Burnet Institute, Melbourne, Australia.
Department of Public Health and Primary Care, Ghent University, Ghent, Belgium.
J Glob Health. 2022 May 21;12:04042. doi: 10.7189/jogh.12.04042.
Maternal mental morbidity and low perinatal health service utilisation in resource-constrained settings contribute substantially to the global burden of poor maternal, newborn, and child health. The community-based Mbereko+Men program in rural Zimbabwe engaged women and men in complementary activities to improve men's support for women and babies, coparents' equitable, informed health decision-making, and ultimately, maternal mental health and care-seeking for maternal and newborn health services. The study aimed to test the effectiveness of the Mbereko+Men program on maternal mental health at 0-6 months after childbirth.
We conducted a cluster-randomised controlled pragmatic trial using a two-arm parallel design with four clusters per arm. Data was data collected through cross-sectional surveys before and after the implementation of the intervention or standard care. Rural health facility catchments in Mutasa District, Zimbabwe, were randomised using a true random number sequence. Survey participants were women who had given birth within 0-6 months and their male coparents. The primary outcome was women's mean Edinburgh Postnatal Depression Scale (EPDS) score. Secondary outcomes captured care-seeking, men's supportive behaviours, and gender dynamics in coparent relationships. Masking was not used. All clusters were included in the analysis. The trial was registered with the Australian New Zealand Clinical Trials Registry (ACTRN12620001014943) in October 2020.
Between April 13 and May 20, 2016, 457 women and 242 men participated in the pre-intervention survey; between October 19 and November 30, 2017, 433 women and 273 men participated in the post-intervention survey. Women's mean EPDS scores declined in both arms. The decline was 34% greater in the intervention arm (adjusted risk ratio = 0.66; 95% confidence interval = 0.48, 0.90, P = 0.008). Improvements in care-seeking, men's support, and coparents' relationships were detected.
A low-intensity gender-synchronised intervention engaged women and men to improve maternal mental health and care-seeking in a setting characterised by gender inequality and demand-side barriers to care.
资源有限环境下产妇精神健康问题和低围产期卫生服务利用率是导致全球产妇、新生儿和儿童健康状况不佳的主要原因。津巴布韦农村的 Mbereko+Men 项目以社区为基础,通过开展互补活动使男女双方参与其中,以改善男性对女性和婴儿的支持、父母共同做出公平知情的健康决策,最终改善产妇心理健康并促进寻求产妇和新生儿卫生服务。本研究旨在检验 Mbereko+Men 项目对产后 0-6 个月产妇心理健康的效果。
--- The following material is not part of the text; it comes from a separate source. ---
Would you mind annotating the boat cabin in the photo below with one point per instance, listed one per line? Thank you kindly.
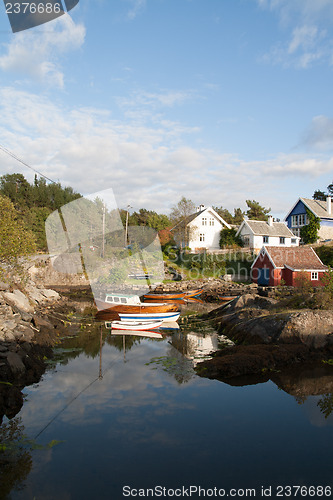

我们采用两臂平行设计的聚类随机对照实用试验,每臂有四个簇。数据通过干预前和干预后或标准护理实施的横断面调查收集。津巴布韦穆塔萨区的农村卫生机构采用真随机数字序列进行随机分组。调查对象为产后 0-6 个月内的妇女及其男性伴侣。主要结局是女性爱丁堡产后抑郁量表(EPDS)的平均评分。次要结局包括寻求护理、男性支持性行为以及伴侣关系中的性别动态。没有进行设盲。所有簇均纳入分析。该试验于 2020 年 10 月在澳大利亚和新西兰临床试验注册中心(ACTRN12620001014943)注册。
2016 年 4 月 13 日至 5 月 20 日,457 名妇女和 242 名男子参加了干预前调查;2017 年 10 月 19 日至 11 月 30 日,433 名妇女和 273 名男子参加了干预后调查。两个组中女性的 EPDS 评分均有所下降。干预组下降幅度更大(调整风险比=0.66;95%置信区间=0.48,0.90,P=0.008)。还检测到寻求护理、男性支持和伴侣关系的改善。
一项低强度的性别同步干预使男女双方都参与进来,以改善津巴布韦一个以性别不平等和对护理需求方障碍为特征的环境中的产妇心理健康和寻求护理的情况。